That is, they are spending more than 30% of their income on housing. Approximately 22, 000 households are spending more than half their income on housing.
The SACOSS report also breaks down the housing stress data by Local Government Area, finding that among the 40 largest LGAs, the highest levels of housing stress were in Adelaide City (25.6% of households), followed by Playford (21.9%), Salisbury (19.6%) and Port Adelaide Enfield (19.2%).
Housing stress is a well-known indicator of hardship and an important indicator of risk of homelessness, particularly for low income households.
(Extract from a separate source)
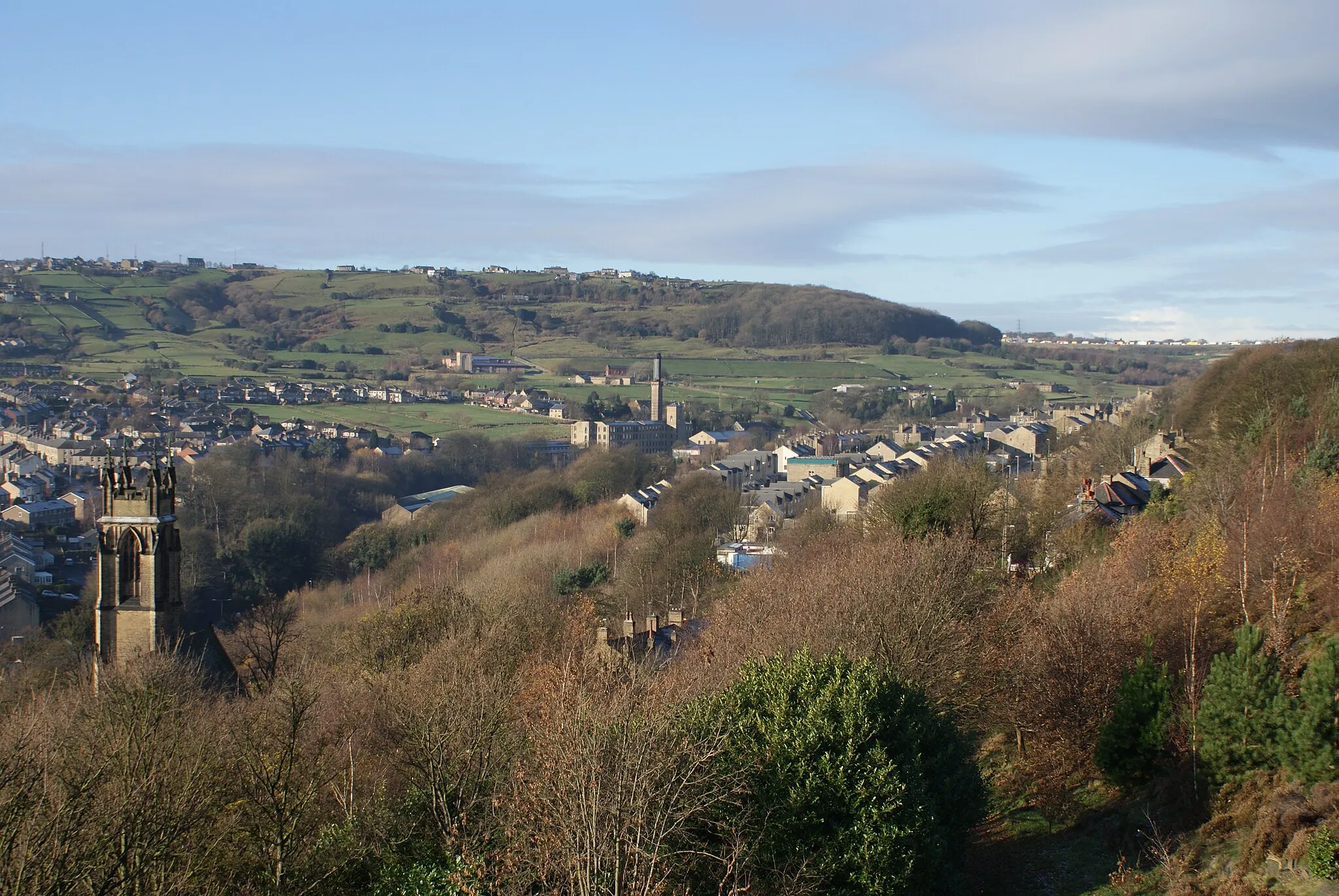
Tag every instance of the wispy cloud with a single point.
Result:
(1239, 75)
(1255, 220)
(303, 204)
ABS statistics cited in the SACOSS report show the numbers of low income renters in housing stress have been rising in recent years and SACOSS is calling on the state government to take action to support struggling households.
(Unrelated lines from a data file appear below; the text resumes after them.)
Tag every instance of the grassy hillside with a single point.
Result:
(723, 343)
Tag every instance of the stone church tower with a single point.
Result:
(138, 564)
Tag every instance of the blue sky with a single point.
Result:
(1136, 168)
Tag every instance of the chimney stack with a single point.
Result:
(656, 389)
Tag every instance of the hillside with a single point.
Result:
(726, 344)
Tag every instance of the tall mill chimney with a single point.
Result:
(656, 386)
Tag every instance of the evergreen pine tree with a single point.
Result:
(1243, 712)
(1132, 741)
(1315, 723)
SACOSS Executive Director Ross Womersley said,
“Housing is one of the most basic human needs and we are deeply concerned that over 60,000 low income South Australian households are facing housing stress.
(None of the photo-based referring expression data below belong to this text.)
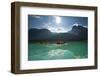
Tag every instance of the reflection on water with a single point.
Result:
(60, 53)
(70, 50)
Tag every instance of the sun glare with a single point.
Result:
(58, 20)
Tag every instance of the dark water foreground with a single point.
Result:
(51, 51)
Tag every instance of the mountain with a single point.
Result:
(76, 33)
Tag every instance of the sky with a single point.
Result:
(56, 23)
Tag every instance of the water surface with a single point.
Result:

“We are particularly concerned that almost one in five households in public housing are experiencing housing stress despite rents being capped at 25% of income.
“When nearly 2,800 households in public housing are paying more than 50% of their income for housing, there is clearly something wrong with our housing safety net.
“This is a recipe for homelessness, and we are calling for preventative action to support people in need and reduce future demand for crisis services”.
SACOSS is recommending that the state government:
- Increase the stock of social housing to assist those who are disadvantaged in the private rental market;
- Establish a Housing Stress Emergency Payment Fund to provide temporary assistance to prevent homelessness;
- Establish a moratorium on collection of rent arrears for people in public housing on recommendation from financial counsellors where debt will never be paid; and
- Implement the agreed funding for consumer credit legal services.
Beyond housing issues, the SACOSS Cost of Living Update found that in the year to September 2013, cost of living for households on base level government income support went up less than income increased breaking a run of 8 quarters in a row where benefits slipped behind cost of living increases. However, the “windfall” for welfare recipients was only $1.31 per week.